Vaccini anti Covid, Draghi pensa al modello inglese. Galli: «Una sola dose per tutti? Facilita le varianti» – L’intervista
Da una parte, l’ordinanza del Ministero della Salute che raccomanda la seconda somministrazione del vaccino di AstraZeneca dopo almeno 10 settimane dalla prima. Dall’altra, l’indiscrezione trapelata durante le consultazioni, che vorrebbe Mario Draghi proiettato su un modello inglese per la campagna vaccinale contro il Coronavirus – quello, cioè, che punta a fornire a più persone possibili la prima dose, anche col rischio di dover rimandare il richiamo. I ritardi delle case farmaceutiche e il rallentamento delle forniture europee aumentano il pericolo di allargare la forbice temporale tra una somministrazione e l’altra. E potrebbe non essere una buona idea.
Secondo il professor Massimo Galli, direttore del dipartimento di Malattie infettive al Sacco di Milano, si tratta di una prospettiva per nulla auspicabile. «Non posso che esprimermi in maniera non favorevole all’ipotesi di puntare principalmente sulla prima dose», sottolinea l’infettivologo.

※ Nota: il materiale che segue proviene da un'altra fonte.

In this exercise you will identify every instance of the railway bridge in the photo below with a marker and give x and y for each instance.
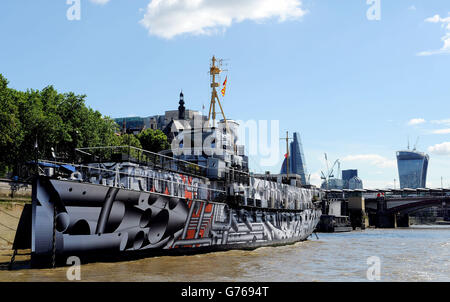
(391, 208)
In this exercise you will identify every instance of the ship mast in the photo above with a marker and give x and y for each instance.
(215, 71)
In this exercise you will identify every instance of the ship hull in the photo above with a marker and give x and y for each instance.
(97, 222)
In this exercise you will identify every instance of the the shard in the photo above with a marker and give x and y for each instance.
(297, 164)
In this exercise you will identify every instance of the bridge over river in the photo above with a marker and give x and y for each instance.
(390, 208)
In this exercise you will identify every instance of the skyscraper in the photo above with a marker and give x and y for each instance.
(412, 169)
(297, 164)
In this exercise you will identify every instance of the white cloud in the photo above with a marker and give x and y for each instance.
(445, 39)
(101, 2)
(440, 122)
(416, 121)
(440, 149)
(372, 159)
(170, 18)
(441, 131)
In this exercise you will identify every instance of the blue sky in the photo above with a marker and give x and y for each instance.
(352, 87)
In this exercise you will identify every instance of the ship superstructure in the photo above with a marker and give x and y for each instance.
(200, 196)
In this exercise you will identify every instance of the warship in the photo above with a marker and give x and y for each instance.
(121, 202)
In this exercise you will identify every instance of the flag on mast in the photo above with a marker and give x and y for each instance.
(224, 86)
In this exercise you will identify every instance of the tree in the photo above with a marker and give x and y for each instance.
(153, 140)
(61, 121)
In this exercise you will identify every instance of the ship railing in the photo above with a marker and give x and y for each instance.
(152, 159)
(140, 156)
(113, 178)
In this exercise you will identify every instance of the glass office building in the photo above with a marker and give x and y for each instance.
(351, 180)
(412, 169)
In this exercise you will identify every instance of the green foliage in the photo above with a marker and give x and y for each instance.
(61, 121)
(153, 140)
(129, 140)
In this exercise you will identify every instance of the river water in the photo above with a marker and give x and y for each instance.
(420, 253)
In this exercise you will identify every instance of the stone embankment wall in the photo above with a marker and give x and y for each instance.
(11, 190)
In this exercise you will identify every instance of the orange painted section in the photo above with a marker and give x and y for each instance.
(208, 208)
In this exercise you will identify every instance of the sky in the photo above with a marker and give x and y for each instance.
(357, 79)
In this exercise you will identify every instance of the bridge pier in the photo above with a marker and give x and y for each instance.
(402, 220)
(385, 221)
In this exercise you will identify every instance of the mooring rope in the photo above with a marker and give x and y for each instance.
(7, 227)
(54, 236)
(9, 214)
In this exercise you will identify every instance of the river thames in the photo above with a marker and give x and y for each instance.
(420, 253)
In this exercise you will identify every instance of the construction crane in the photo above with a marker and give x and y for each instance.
(329, 175)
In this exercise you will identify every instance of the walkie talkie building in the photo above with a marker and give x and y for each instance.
(412, 169)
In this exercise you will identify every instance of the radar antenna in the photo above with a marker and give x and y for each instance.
(214, 72)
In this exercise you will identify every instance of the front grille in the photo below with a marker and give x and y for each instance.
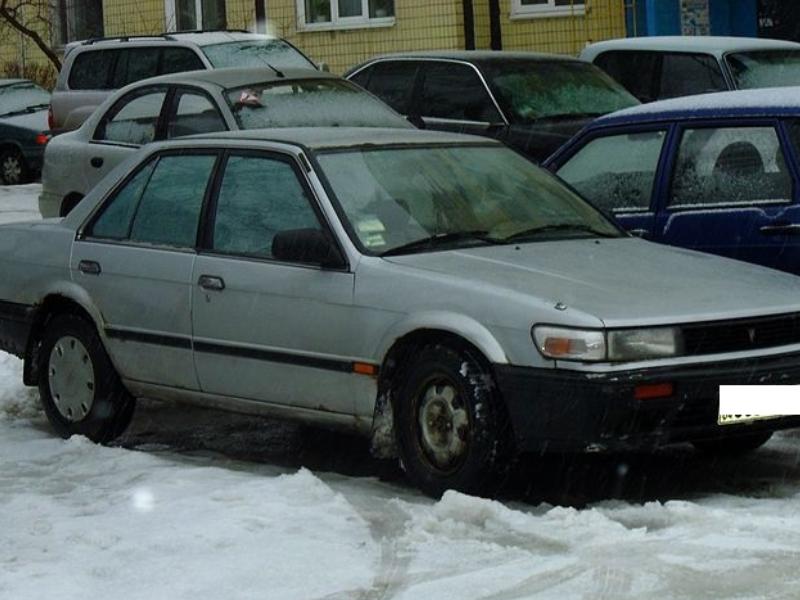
(741, 334)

Anche nel caso del Regno Unito – in testa per numero di persone a cui è stata fatta almeno una dose – mancano evidenti prove scientifiche a sostegno del fatto che un approccio del genere aiuti a ridurre in maniera significativa la possibile risposta al Sars-Cov-2.

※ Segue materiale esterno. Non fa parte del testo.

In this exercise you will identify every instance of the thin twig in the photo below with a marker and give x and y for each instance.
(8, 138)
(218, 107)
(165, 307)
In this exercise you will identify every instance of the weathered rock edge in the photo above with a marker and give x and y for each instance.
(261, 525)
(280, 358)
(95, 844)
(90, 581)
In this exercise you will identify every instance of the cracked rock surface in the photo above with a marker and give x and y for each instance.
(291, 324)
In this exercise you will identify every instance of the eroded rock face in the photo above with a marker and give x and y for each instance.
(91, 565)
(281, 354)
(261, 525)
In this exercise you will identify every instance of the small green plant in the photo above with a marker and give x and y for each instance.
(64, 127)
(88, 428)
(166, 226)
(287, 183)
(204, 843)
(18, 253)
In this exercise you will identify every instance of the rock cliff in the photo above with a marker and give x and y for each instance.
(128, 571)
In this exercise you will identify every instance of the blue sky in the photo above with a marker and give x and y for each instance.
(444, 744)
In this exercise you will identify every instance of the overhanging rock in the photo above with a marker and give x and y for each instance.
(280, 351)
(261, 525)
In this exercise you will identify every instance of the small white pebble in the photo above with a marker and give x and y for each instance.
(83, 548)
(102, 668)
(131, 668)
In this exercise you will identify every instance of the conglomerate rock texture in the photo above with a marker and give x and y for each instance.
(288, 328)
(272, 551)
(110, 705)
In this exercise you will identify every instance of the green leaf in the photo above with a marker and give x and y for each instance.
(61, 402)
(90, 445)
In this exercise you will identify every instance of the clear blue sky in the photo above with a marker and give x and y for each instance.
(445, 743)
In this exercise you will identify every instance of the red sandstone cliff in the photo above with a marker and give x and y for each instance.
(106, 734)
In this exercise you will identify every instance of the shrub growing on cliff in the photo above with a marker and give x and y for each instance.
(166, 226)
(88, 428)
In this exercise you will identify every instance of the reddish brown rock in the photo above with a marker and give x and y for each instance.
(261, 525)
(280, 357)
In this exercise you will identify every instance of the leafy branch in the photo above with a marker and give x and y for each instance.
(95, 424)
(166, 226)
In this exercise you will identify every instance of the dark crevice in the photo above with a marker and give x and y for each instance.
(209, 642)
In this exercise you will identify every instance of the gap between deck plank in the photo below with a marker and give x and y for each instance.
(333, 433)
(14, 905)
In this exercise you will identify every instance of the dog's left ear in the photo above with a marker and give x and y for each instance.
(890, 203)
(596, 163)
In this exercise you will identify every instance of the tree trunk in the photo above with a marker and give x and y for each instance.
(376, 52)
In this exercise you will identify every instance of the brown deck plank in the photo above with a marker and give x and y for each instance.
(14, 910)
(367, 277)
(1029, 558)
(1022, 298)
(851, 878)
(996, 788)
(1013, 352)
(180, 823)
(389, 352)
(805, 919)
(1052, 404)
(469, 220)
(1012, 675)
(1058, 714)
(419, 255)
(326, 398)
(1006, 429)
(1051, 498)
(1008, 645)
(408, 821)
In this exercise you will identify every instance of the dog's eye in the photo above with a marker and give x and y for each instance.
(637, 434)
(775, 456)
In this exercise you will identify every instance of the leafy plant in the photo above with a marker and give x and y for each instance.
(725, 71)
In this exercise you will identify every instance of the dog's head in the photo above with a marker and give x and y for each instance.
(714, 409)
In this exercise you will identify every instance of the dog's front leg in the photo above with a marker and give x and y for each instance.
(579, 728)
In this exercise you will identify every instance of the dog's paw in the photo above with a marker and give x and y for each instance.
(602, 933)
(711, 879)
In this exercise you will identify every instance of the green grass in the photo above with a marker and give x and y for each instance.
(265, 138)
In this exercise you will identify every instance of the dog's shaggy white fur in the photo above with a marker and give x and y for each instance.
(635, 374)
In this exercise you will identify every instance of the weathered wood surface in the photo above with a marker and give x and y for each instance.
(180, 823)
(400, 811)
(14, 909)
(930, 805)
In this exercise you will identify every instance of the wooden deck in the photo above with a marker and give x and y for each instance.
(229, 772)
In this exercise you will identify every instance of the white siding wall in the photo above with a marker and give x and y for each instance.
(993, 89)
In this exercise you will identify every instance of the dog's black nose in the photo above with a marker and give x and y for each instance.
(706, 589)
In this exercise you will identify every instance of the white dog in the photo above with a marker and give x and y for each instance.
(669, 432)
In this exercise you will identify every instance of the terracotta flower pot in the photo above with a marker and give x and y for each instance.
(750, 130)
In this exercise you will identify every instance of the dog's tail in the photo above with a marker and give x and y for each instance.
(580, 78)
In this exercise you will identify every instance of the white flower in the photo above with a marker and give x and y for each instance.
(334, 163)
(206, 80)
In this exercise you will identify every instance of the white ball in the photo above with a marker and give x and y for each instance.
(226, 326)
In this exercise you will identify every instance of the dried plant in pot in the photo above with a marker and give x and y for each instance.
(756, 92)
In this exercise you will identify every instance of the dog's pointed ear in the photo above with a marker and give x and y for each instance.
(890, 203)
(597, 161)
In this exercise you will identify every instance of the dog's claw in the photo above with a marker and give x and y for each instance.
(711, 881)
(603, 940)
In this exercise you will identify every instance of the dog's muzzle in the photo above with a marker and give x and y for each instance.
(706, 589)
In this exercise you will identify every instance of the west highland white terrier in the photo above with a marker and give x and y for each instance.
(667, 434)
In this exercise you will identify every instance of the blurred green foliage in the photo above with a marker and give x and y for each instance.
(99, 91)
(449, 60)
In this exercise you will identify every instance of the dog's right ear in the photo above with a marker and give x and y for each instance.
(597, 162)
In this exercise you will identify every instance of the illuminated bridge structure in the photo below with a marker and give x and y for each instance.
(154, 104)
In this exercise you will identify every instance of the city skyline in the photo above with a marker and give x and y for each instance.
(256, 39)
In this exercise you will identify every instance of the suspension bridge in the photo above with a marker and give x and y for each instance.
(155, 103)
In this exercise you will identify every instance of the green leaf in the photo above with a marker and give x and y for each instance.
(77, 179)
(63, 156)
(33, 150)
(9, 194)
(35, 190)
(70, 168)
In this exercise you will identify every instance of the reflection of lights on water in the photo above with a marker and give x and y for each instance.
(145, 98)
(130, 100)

«Non ci sono studi che dimostrino cosa può succedere dopo una prima vaccinazione di massa», spiega Galli. «Quando e se gli inglesi ci manderanno dati sufficienti a dimostrare che esiste un numero importante di persone rimaste esenti dalla malattia nonostante abbiano ricevuto una sola somministrazione – aggiunge – allora potremmo considerarla efficace».

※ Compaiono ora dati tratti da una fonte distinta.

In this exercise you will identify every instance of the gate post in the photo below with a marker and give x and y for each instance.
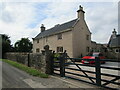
(98, 71)
(62, 66)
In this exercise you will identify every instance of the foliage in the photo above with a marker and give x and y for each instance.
(29, 70)
(23, 45)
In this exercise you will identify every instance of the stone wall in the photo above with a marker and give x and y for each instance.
(41, 61)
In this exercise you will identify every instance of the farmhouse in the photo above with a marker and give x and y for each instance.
(73, 36)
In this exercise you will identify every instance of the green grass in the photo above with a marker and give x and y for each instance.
(29, 70)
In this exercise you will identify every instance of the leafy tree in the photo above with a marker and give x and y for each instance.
(23, 45)
(6, 44)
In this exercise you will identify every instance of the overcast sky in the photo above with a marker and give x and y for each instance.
(23, 19)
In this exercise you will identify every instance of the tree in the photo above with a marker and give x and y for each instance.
(6, 44)
(23, 45)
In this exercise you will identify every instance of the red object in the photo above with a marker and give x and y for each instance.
(92, 56)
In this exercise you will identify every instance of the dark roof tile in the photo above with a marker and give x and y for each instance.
(56, 29)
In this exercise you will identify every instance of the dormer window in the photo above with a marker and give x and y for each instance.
(59, 36)
(37, 40)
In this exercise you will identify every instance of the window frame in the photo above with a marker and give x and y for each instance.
(59, 36)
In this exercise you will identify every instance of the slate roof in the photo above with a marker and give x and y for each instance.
(56, 29)
(115, 42)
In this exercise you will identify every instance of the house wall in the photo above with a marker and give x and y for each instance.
(80, 43)
(53, 42)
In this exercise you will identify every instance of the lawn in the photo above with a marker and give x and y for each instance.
(29, 70)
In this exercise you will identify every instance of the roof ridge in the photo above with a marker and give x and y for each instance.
(57, 29)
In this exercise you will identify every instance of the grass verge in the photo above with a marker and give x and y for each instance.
(29, 70)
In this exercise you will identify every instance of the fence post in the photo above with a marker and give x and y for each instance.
(62, 66)
(52, 62)
(98, 71)
(28, 59)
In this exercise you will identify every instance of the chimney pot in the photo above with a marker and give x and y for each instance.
(42, 28)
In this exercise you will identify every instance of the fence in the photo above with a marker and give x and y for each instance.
(96, 77)
(41, 61)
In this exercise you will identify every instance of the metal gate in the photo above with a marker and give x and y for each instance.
(72, 68)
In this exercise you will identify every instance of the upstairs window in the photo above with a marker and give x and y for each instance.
(59, 49)
(59, 36)
(37, 50)
(87, 37)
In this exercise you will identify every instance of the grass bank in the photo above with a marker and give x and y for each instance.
(29, 70)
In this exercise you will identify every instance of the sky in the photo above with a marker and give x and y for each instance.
(23, 19)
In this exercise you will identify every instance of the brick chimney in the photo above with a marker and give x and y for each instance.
(42, 28)
(81, 13)
(114, 33)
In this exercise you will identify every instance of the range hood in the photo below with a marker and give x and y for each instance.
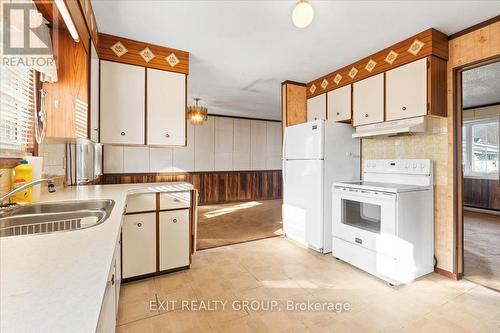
(421, 124)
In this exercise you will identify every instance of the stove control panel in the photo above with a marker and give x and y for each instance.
(399, 166)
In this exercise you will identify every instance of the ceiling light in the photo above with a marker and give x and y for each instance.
(197, 114)
(302, 14)
(61, 6)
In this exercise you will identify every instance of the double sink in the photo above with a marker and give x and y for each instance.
(51, 217)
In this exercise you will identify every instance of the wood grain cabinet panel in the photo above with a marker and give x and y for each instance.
(204, 145)
(224, 130)
(139, 244)
(174, 239)
(67, 99)
(94, 94)
(273, 145)
(316, 108)
(368, 100)
(339, 104)
(258, 142)
(241, 144)
(406, 91)
(122, 108)
(166, 108)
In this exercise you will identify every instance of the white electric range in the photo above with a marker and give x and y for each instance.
(384, 224)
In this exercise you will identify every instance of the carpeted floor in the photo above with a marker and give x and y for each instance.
(482, 249)
(232, 223)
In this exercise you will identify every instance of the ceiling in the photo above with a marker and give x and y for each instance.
(240, 51)
(481, 86)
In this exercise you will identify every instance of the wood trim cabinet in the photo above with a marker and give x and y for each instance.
(157, 233)
(406, 91)
(368, 100)
(166, 108)
(339, 104)
(316, 108)
(122, 107)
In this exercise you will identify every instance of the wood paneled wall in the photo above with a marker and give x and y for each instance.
(215, 187)
(481, 193)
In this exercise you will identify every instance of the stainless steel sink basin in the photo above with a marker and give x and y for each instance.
(61, 206)
(54, 217)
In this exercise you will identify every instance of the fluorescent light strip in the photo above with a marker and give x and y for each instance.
(61, 6)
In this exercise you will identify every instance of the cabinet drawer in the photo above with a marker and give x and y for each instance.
(174, 239)
(143, 202)
(139, 244)
(175, 200)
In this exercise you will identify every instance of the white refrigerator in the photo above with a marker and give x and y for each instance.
(315, 154)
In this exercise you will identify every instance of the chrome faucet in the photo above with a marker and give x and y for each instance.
(50, 185)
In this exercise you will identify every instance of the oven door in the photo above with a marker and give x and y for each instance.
(365, 218)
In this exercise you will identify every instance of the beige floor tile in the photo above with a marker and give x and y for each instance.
(253, 272)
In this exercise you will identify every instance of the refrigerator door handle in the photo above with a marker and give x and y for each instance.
(283, 159)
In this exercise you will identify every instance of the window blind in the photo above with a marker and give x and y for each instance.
(17, 98)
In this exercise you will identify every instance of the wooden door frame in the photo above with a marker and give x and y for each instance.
(458, 205)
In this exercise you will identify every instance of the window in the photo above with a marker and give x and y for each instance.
(480, 148)
(17, 98)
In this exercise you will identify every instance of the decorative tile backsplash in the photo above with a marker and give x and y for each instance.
(54, 155)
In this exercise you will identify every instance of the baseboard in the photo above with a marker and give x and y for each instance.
(449, 275)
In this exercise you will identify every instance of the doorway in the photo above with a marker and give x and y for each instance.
(479, 121)
(238, 222)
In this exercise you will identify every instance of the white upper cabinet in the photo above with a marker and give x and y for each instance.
(122, 107)
(166, 106)
(224, 128)
(339, 104)
(273, 145)
(94, 94)
(258, 142)
(241, 145)
(316, 108)
(183, 157)
(368, 100)
(406, 90)
(204, 144)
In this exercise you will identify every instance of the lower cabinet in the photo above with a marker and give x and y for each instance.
(139, 244)
(174, 239)
(109, 307)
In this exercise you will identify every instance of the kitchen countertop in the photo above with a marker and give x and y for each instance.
(56, 282)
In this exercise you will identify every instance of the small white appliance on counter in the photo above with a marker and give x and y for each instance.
(315, 154)
(384, 224)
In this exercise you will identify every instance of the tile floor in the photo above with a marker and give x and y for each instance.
(278, 270)
(238, 222)
(482, 249)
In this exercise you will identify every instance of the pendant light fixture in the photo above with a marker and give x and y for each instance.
(302, 14)
(197, 114)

Il rischio di una nuova variante
Secondo il professore, aumentare la distanza tra le due dosi «per necessità di distribuzione» potrebbe addirittura comportare dei «rischi». «I vaccinati a metà – dice Galli – potrebbero facilitare la comparsa di un’ulteriore variante». Come spiega il professor Galli, un soggetto non completamente immunizzato corre il pericolo di essere infettato con «una specifica frequenza» e di «esprimere nei confronti del virus una pressione selettiva che, se da una parte non è sufficiente a eliminare l’infezione, dall’altra potrebbe contribuire al sorgere di un’ulteriore mutazione del virus».